Relato de Experiência

PRIMEIRAS PRÁTICAS EDUCATIVAS DA CAPOEIRA A PARTIR DE SEUS


SENTIDOS VIVIDOS: O JOGO DO CHAPÉU

Pedro Henrique Martins Valério. E-mail: pedrohmvm@gmail.com.


Doutorando em Psicologia-Faculdade de Filosofia, Ciências e Letras de Ribeirão Preto –USP;
Bolsista FAPESP. Orientador: Cristiano Roque Antunes Barreira.

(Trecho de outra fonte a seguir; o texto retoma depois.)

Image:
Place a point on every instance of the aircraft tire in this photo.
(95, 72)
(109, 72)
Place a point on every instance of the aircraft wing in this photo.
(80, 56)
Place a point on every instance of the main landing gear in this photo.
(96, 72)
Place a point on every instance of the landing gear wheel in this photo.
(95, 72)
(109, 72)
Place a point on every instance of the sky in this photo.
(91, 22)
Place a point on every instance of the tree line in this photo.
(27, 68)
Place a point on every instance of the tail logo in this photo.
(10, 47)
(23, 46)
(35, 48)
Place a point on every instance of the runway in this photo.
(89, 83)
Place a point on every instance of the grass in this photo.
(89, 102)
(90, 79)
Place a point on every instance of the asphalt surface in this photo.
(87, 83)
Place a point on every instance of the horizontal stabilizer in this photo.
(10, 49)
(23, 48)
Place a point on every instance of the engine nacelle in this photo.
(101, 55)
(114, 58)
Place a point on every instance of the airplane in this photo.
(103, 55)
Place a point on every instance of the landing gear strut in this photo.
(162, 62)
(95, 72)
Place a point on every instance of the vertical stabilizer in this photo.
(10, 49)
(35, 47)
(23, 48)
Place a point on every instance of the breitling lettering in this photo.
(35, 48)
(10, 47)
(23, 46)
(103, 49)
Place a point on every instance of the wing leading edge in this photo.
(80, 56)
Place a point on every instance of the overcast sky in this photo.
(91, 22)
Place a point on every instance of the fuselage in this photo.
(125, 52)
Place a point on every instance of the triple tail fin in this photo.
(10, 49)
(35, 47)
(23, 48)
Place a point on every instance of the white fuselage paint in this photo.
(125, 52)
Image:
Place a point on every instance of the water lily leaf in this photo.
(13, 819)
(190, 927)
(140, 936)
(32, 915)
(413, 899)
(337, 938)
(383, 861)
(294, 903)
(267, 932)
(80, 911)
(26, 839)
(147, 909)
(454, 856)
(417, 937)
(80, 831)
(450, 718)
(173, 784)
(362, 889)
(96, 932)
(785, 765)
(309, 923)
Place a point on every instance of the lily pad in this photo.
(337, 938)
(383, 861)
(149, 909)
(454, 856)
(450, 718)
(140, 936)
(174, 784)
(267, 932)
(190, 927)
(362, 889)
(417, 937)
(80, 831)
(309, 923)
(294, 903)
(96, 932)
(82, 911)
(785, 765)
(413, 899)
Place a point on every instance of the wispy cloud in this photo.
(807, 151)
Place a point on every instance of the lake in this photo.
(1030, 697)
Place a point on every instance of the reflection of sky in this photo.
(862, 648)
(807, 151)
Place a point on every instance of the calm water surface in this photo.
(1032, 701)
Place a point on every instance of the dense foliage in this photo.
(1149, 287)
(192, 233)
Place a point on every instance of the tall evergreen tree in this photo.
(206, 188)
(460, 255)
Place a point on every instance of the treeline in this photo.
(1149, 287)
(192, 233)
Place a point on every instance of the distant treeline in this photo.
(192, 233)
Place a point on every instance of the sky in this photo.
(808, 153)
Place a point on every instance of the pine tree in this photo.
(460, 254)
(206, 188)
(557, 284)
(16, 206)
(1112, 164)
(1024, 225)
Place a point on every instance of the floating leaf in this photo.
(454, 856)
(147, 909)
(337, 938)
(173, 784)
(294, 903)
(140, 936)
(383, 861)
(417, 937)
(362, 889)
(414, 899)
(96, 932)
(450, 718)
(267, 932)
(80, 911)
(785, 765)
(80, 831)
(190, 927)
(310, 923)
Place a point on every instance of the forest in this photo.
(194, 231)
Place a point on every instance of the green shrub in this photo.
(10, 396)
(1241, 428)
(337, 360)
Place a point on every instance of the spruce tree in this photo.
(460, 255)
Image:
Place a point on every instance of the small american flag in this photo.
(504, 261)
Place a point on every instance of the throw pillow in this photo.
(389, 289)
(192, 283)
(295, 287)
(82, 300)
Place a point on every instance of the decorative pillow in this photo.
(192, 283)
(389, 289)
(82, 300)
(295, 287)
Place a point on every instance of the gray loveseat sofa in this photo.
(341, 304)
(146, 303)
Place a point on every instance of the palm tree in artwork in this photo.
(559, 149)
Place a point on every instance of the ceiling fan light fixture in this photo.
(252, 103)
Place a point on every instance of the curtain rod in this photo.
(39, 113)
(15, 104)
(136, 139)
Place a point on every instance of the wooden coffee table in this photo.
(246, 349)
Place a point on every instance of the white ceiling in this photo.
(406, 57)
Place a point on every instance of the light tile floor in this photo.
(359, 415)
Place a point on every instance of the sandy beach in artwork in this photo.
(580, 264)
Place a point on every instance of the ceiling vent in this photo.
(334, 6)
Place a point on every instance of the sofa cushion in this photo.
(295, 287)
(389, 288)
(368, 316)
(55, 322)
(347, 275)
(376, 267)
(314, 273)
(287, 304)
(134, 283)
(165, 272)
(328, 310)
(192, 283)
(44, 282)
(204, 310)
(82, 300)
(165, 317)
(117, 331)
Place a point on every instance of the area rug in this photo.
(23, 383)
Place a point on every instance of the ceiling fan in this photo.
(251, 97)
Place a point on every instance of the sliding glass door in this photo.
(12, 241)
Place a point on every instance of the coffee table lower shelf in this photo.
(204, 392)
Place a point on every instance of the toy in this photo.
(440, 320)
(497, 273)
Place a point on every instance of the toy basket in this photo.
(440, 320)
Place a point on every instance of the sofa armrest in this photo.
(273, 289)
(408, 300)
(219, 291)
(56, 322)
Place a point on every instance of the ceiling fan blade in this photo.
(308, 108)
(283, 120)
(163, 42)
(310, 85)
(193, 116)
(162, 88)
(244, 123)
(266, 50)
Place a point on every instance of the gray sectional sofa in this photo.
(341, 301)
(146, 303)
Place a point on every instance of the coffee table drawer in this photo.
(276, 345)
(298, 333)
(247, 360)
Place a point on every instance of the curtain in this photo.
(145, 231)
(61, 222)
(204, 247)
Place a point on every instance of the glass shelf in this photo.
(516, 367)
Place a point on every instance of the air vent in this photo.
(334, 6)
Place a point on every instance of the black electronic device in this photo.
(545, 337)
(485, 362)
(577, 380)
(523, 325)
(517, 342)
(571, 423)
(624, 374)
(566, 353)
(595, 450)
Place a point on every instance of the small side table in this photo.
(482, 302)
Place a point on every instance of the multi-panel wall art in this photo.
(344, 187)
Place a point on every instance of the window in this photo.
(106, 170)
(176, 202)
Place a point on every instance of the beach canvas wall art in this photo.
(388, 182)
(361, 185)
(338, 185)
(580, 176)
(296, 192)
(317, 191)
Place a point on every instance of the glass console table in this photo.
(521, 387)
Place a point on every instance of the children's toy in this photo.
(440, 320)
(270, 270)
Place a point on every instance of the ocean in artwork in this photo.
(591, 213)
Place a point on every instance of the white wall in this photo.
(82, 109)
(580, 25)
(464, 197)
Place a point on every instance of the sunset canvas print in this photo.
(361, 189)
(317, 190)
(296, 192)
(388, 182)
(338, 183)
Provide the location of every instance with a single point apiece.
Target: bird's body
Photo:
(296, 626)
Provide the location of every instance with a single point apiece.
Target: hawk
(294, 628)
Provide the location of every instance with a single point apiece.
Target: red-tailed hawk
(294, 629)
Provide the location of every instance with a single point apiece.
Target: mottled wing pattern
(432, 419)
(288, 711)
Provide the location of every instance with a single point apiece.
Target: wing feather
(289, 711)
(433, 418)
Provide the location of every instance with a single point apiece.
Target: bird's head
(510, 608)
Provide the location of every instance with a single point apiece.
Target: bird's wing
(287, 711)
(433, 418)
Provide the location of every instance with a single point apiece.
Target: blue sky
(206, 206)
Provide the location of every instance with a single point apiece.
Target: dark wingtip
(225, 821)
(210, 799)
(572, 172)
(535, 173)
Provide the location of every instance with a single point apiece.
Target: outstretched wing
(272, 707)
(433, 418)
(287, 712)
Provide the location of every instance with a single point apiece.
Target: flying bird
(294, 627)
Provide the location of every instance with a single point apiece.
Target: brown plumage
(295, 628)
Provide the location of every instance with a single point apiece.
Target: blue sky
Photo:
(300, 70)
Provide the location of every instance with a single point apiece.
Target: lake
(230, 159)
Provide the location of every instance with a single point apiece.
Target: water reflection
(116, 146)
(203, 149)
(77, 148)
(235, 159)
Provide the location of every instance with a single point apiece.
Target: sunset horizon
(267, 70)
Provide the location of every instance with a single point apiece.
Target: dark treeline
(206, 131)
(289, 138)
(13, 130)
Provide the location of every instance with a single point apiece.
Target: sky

Palavras-chave: capoeira; educação; fenomenologia e Cultura.

INTRODUÇÃO

Este resumo parte de uma experiência profissional do ensino de elementos da Capoeira


Angola no programa Tempo de Escola/Mais Educação no município de São Bernardo do
Campo, no Estado de São Paulo, entre 2014 e 2016. Tal programa oferecia diversas atividades
artísticas, culturais e esportivas no contra turno para alunos do ensino fundamental de escolas
públicas. Nesta atuação surgiram questionamentos sobre como ensinar algo mais próprio à
Capoeira, criando métodos de ensino em sintonia com a mesma e de modo a contribuir para a
formação educativa dos alunos. Do contraste entre os resultados de pesquisa fenomenológica
realizada sobre a estrutura de sentidos vividos da Capoeira (VALÉRIO, 2014), a experiência
prática do autor enquanto capoeirista e a observação da aplicação de metodologias de ensino
por parte de outros profissionais dentro e fora do programa citado, tais questões a respeito de
como ensinar algo mais próximo de um saber pertinente a capoeira, - não apenas ensinar
movimentos que lhe são alusivos - surgiram. Iniciou-se uma prática educativa referenciada
nos sentidos vividos da Capoeira. Potencializou-se então a mesma enquanto prática educativa
a partir de seus próprios sentidos e, por outro lado, dialogou-se crítica e horizontalmente com
os conhecimentos teórico-pedagógicos formais que chegavam aos profissionais de então.
Portanto, o objetivo deste relato, é descrever como se chegou, durante esta experiência
profissional, aos primeiros questionamentos sobre o ensino da Capoeira neste contexto, às
orientações teóricas e práticas de ensino que emergiram como alternativa possível, buscando-
se respostas à estas questões.

MÉTODOS

Para se aproximar das questões e das possíveis alternativas de solução houve


contribuições de um olhar fenomenológico para o desenvolvimento de pesquisas qualitativas
em Psicologia (VALÉRIO; BARREIRA, 2015; BARREIRA, 2017) que, neste caso, atua
como referencial adaptado para responder à questão inicial: é possível ensinar Capoeira sem
se orientar exclusivamente por técnicas incorporadas à ela a partir de referenciais pedagógicos
formais da área da Educação Física?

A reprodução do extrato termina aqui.